« Polluants éternels », « PFAS » (« piface », « péface » ?)... Impropres ou énigmatiques, ces appellations sont en tout cas d’une grande actualité : fin décembre, deux décrets sont parus dans le cadre de la loi visant à protéger la population des risques liés aux substances ainsi désignées.
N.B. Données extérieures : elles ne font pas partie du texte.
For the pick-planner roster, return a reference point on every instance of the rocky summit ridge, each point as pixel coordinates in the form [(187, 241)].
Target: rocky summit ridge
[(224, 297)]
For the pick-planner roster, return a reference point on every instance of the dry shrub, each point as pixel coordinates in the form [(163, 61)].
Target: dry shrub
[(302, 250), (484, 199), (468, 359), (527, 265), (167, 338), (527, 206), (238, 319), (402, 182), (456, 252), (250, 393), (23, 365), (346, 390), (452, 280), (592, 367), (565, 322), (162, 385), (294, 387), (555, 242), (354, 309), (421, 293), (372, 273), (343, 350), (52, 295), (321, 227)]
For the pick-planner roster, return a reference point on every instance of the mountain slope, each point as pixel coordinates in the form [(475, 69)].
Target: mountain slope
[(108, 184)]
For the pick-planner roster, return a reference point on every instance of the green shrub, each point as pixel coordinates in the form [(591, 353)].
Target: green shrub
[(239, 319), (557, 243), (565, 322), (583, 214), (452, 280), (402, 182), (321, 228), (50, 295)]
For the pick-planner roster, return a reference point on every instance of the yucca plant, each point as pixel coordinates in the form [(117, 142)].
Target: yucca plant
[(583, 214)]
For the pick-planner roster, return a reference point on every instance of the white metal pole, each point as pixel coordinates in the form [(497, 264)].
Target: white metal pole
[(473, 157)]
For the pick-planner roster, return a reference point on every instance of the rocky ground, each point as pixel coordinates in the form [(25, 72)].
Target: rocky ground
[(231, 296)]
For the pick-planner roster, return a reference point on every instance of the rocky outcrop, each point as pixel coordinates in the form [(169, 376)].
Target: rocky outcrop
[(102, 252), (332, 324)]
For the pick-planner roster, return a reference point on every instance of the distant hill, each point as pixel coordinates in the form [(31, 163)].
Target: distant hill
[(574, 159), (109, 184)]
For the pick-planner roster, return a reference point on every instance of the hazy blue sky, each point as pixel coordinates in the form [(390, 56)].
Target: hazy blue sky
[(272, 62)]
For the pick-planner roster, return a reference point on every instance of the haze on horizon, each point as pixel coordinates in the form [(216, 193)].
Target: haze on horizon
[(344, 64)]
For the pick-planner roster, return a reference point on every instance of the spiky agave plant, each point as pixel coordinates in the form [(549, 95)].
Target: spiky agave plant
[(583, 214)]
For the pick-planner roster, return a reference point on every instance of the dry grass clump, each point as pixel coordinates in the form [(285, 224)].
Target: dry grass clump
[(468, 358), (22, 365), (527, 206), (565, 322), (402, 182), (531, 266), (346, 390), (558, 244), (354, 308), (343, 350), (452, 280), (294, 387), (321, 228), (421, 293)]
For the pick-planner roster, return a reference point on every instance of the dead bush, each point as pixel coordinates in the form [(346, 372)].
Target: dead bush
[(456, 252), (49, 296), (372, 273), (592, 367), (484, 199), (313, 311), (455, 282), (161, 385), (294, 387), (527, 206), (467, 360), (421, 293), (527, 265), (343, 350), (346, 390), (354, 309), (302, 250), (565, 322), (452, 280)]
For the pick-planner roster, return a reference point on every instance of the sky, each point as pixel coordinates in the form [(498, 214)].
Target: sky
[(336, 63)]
Afin d’éclairer le débat public sur ce sujet aux enjeux sanitaires, les experts de la chimie et de l’environnement ont travaillé à la désignation et à la définition de ce concept, qui a fait l’objet d’une publication, par la Commission d’enrichissement de la langue française, au Journal officiel du 30 janvier 2026.
De leur nom scientifique substances à groupe aliphatique saturé perfluoré, ces molécules synthétiques entrent dans la composition de nombreux produits (cosmétiques, alimentaires, textiles...) en raison de leurs propriétés hydrophobes et oléophobes, et de leur stabilité chimique et thermique.
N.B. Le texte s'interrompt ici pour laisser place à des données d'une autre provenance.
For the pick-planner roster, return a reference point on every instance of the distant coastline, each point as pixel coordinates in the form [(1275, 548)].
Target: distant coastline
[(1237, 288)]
S’il semble excessif de parler de « polluants éternels », comme on l’entend souvent, les caractéristiques chimiques de ces substances, qui peuvent être toxiques et qui sont souvent bioaccumulables, les rendent néanmoins très persistantes dans l’environnement.
Depuis le 1er janvier, les vêtements et cosmétiques contenant ces substances sont donc interdits au-delà d’un certain seuil, et la surveillance de leur présence dans l’eau potable est renforcée.
Les experts des domaines concernés proposent l’acronyme français GASP – pour (substances à) groupe aliphatique saturé perfluoré –, tout en entérinant le sigle PFAS (prononcez « péface ») du fait de son usage répandu, notamment dans les milieux professionnels.